According to my risk summation system, next week is going to be a mess. The system has a peak on Monday and one from sometime roughly mid-day Tuesday to about mid-day Wednesday and one stretching from next Friday the 5th through the following Monday the 8th, a mess.
Last week the Monday risk window was a dud and the Wednesday risk window missed the low on Tuesday by a couple of hours, close but no cigar.
Notice anything funny about the slope of the money out (red line) versus the money in (green line) on the Fed balance sheet plot below from the St Louis Fed? If the Fed's hands are supposed to be wrapped around the throat of the economy, they sure aren't trying to choke it, maybe give it a loving hug, but definitely not throttling to any where near the degree that they were pumping it only a few months ago.
Last week's stock market rally has got to have the Fed worried. How are you going get away with gradually starving the unwashed hoi polloi if the hoity toity are raking it in. Making womanizing billionaires into trillionaires while gradually ratcheting down the standard of living of the masses just has "bad idea" written all over it.

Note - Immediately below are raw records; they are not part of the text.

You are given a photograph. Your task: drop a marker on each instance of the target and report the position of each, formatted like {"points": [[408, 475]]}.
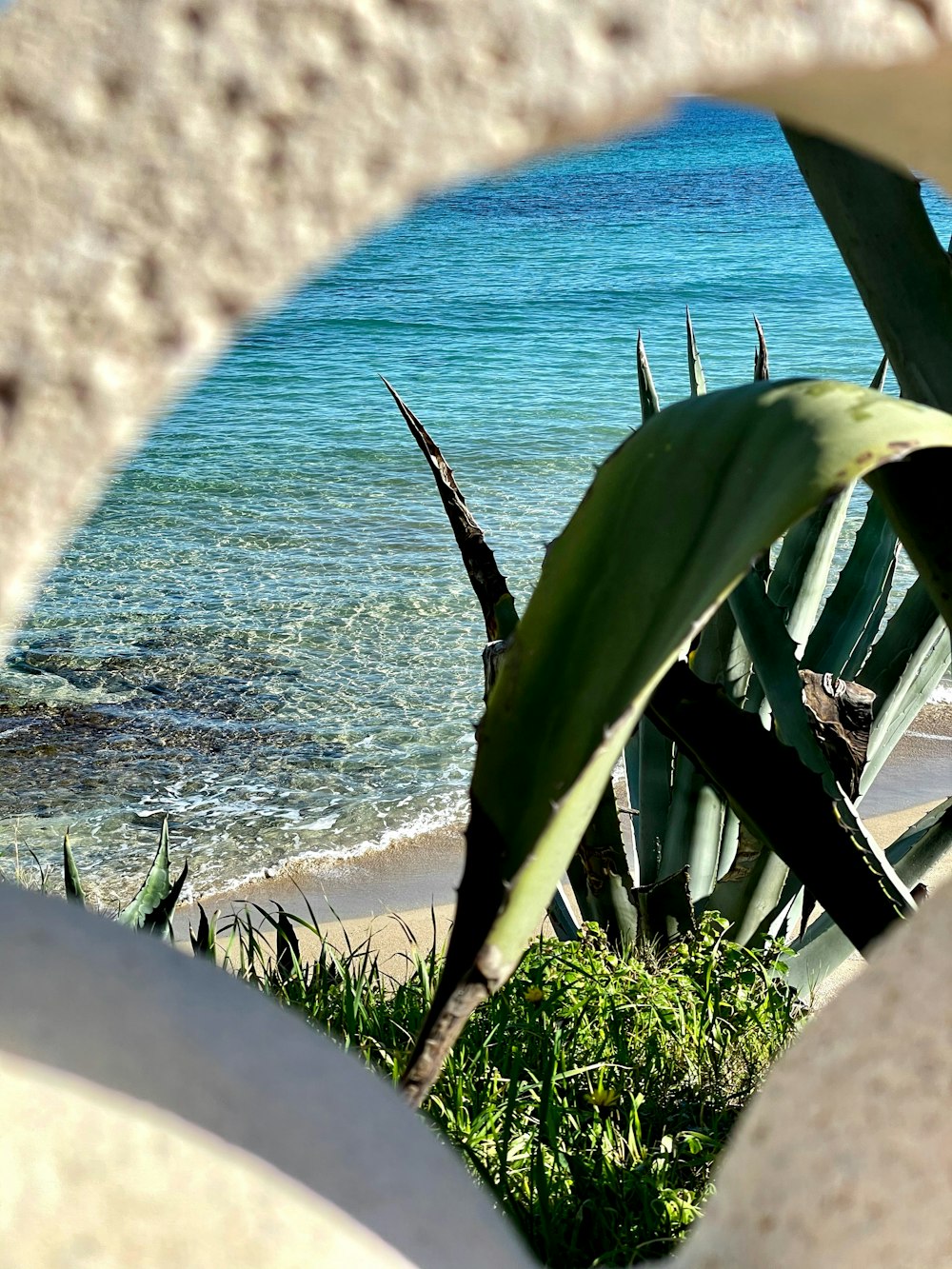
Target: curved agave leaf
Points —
{"points": [[487, 583], [666, 529], [825, 947], [155, 888], [696, 370], [71, 877], [646, 385], [851, 617]]}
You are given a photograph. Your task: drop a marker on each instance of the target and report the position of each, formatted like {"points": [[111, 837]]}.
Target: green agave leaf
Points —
{"points": [[487, 582], [762, 366], [761, 624], [155, 888], [852, 614], [696, 372], [602, 850], [646, 385], [655, 773], [799, 579], [902, 271], [205, 942], [693, 837], [71, 877], [824, 947], [609, 890], [159, 921], [563, 918], [921, 673], [811, 834], [750, 891], [666, 529], [288, 947]]}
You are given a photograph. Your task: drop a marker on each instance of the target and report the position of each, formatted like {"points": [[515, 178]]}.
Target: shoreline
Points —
{"points": [[415, 877]]}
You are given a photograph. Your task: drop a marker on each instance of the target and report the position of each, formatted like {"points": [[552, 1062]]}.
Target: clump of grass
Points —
{"points": [[593, 1094]]}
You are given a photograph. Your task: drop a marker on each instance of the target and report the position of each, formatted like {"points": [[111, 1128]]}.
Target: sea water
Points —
{"points": [[266, 629]]}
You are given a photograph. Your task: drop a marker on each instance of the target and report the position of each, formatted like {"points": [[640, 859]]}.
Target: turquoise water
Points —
{"points": [[266, 629]]}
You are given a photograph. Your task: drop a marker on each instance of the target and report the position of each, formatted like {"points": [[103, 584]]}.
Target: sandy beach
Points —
{"points": [[356, 900]]}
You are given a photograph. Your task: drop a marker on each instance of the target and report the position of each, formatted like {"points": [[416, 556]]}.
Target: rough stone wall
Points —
{"points": [[167, 167]]}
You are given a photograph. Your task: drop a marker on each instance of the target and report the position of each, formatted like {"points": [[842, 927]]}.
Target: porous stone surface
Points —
{"points": [[844, 1158], [183, 1193], [169, 167], [129, 1014]]}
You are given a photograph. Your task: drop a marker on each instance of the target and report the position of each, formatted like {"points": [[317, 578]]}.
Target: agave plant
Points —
{"points": [[775, 639], [154, 905], [601, 644]]}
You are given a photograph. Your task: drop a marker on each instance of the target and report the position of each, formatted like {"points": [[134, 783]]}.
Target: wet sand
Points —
{"points": [[354, 899]]}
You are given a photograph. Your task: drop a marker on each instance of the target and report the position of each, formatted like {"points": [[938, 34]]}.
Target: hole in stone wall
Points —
{"points": [[266, 628]]}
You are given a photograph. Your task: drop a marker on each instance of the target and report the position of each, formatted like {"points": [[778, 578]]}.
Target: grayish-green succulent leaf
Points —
{"points": [[762, 366], [853, 612], [646, 385], [71, 879], [696, 370], [655, 774], [155, 888], [824, 947], [802, 572]]}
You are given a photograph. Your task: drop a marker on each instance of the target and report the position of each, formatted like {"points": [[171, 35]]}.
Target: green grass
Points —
{"points": [[592, 1096]]}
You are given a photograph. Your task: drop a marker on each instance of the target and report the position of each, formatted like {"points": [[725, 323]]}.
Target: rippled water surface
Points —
{"points": [[266, 629]]}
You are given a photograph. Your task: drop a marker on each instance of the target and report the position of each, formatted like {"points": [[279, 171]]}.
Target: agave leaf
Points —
{"points": [[722, 655], [646, 385], [696, 372], [159, 921], [155, 888], [695, 823], [205, 942], [730, 835], [923, 844], [616, 603], [288, 945], [486, 580], [562, 917], [912, 679], [71, 877], [799, 579], [852, 614], [879, 381], [761, 624], [608, 886], [807, 830], [602, 849], [762, 366], [901, 269], [655, 770], [824, 947], [750, 892]]}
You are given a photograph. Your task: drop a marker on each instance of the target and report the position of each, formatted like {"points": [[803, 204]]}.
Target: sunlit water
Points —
{"points": [[266, 631]]}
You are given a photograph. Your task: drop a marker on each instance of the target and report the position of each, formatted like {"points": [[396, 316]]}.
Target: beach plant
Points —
{"points": [[593, 1094], [152, 907], [691, 850], [664, 534]]}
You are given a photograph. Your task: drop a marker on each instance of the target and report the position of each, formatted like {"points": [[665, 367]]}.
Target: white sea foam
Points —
{"points": [[428, 822]]}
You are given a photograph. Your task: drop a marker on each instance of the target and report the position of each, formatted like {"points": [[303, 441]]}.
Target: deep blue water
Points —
{"points": [[266, 628]]}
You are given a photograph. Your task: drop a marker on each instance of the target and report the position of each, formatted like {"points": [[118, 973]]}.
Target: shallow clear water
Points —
{"points": [[266, 628]]}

Two negative GDP quarters in a row should be called a recession, mild though it may be, but a rose is still a rose no matter what name you give it. The plot above shows precisely why this is a recession in name only, liquidity out the wazoo created since the pandemic low on the left of the chart. Financial institutions are literally rolling in the green stuff. As of last Wednesday the Fed charges member banks 2.5%/yr to borrow money overnight to tidy up their balance sheet. This is a charade, banks are not paying this. If they were, they would offer me more than 0.1% for my money. The banks must still be flush and don't need either my or the Fed's largesse. Until this changes, inflation will keep simmering, maybe not boiling, but bubbling away eating into the purchasing power of the masses.